If SEO Dies, Will Search Engines Be Mortally Wounded

Writing by Nick Stamoulis on Friday, 9 of May , 2008 at 6:33 am

Search Engine Optimization is dying, at least according to Greg Howlett, writing on Andy Beal’s Marketing Pilgrim site. I can agree with much of what he has written and some of his points are quite valid. Take the following:

Search engines are too smart and they have a different agenda. They do not want to reward crummy companies that play SEO games–they want to give the top listings to the best companies.

It is hard to argue with that point particularly if you are a web user who gets a little tired of the useless results when doing a search. The last part of that statement worries me a little, but I will return to that a little later. If you are an SEO consultant then naturally you want to see any site you work on get to that front page of SERP’s.
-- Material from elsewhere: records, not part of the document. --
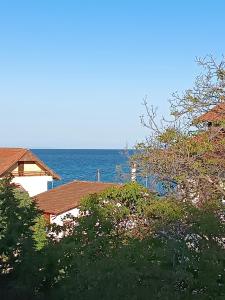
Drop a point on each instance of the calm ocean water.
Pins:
(77, 164)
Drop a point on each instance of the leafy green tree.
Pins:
(165, 253)
(22, 234)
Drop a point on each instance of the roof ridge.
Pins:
(14, 161)
(75, 181)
What I or Greg think is a crummy site, I am sure there others including the site owners who think otherwise. If I am hired as an Search Engine Optimization consultant, do I say ’sorry, your site is too crummy’. Perhaps trying to get the site owner to de-crumify the site may be in order.
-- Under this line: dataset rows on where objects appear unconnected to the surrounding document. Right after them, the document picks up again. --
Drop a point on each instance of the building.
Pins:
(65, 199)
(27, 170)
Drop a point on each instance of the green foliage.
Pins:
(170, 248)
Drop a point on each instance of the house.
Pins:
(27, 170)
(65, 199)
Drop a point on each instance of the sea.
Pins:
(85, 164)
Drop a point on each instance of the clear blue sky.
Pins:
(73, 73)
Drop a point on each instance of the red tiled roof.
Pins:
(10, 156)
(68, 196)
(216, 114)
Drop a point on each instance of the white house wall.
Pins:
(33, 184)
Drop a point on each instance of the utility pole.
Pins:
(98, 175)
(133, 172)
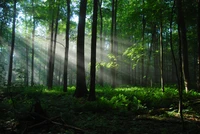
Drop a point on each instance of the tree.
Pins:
(52, 47)
(198, 31)
(92, 96)
(12, 45)
(113, 69)
(184, 45)
(65, 75)
(101, 42)
(81, 89)
(161, 54)
(33, 43)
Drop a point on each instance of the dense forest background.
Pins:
(141, 56)
(134, 38)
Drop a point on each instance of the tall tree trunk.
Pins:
(179, 79)
(113, 70)
(92, 96)
(143, 32)
(33, 43)
(161, 57)
(183, 41)
(65, 77)
(81, 89)
(150, 52)
(101, 42)
(12, 45)
(50, 51)
(27, 51)
(54, 47)
(198, 82)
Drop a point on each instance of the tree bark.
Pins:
(12, 45)
(65, 77)
(92, 96)
(113, 70)
(161, 57)
(50, 51)
(101, 43)
(198, 79)
(33, 44)
(183, 43)
(81, 89)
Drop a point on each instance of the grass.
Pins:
(123, 110)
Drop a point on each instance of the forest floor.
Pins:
(40, 111)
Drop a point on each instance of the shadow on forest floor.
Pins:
(39, 111)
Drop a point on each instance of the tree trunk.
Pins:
(33, 43)
(113, 70)
(101, 43)
(161, 57)
(65, 78)
(50, 49)
(92, 96)
(183, 41)
(81, 89)
(54, 48)
(198, 82)
(142, 58)
(12, 45)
Putting that issue aside, the following statement is the one that really concerns me.

If you are not in the top ten of your industry, you had better find a way to get there in a hurry if you want to be on the first page of Google.

Greg also added:

Yes, this means that the rich will get richer and the poor will starve for SEO traffic. If you are not in the first category, you had better find a way to get there quick. The middle class is about to disappear.

The reason this concerns me, and the reason for my title is very simple. Big companies that are in the top ten do not rely on search engines for their traffic. In fact if your lazy like me, I type my search phrase in to the URL bar. If my search is for something simple like Coke or Pepsi - it will take me straight to their site, do not pass Google, do not collect Yahoo!. This is true for most large companies that are well recognized. I don’t know how much effort Coke or Pepsi put into Search Engine Optimization? Very little I would suggest.

If the search engines are going ignore popular little sites and list the “top ten of your industry“, search engines will become redundant. I don’t need Google or Yahoo! or any of the others search engines to find these companies. Their URL’s are generally either known, or easy to find. To them, SEO can die, they don’t need it.

The ramifications will spread further. If my Search Engine Optimization efforts have little hope of making it to the front pages of Google, then I doubt I will be advertising there. Social media sites will become more popular as advertising venues. This will strike a mortal wound at the very heart of Google - their advertising revenue.

Search engines and Search Engine Optimization live in a symbiotic relationship - if one goes then the other will be severely affected. The future will see the role of an SEO consultant change, but then, over the last 10 years that role has gone through many changes. I can see the value of keywords disappearing as search engines rely more on being able to ‘read’ content and context.

If search engines do put an end to Search Engine Optimization by concentrating on the top ten in any business sector, they will have taken the first step in their own demise. Search engines do, and will, need to produce better search results, until they do, SEO will be a requirement for every web site owner looking for that prime spot in the SERP’s.

Category: SEO

1 Comment

Comment by Greg Howlett

Made Friday, 9 of May , 2008 at 7:49 am

Hi Nick, thanks for writing about my article. Regarding the elimination of the middle class, that is indeed scary. I think however that it is inevitable. Now, will companies be able to climb out of the poor class into the top ten? Yes, but not through SEO–they will do it by moving their company as a whole into the top ten of their industry.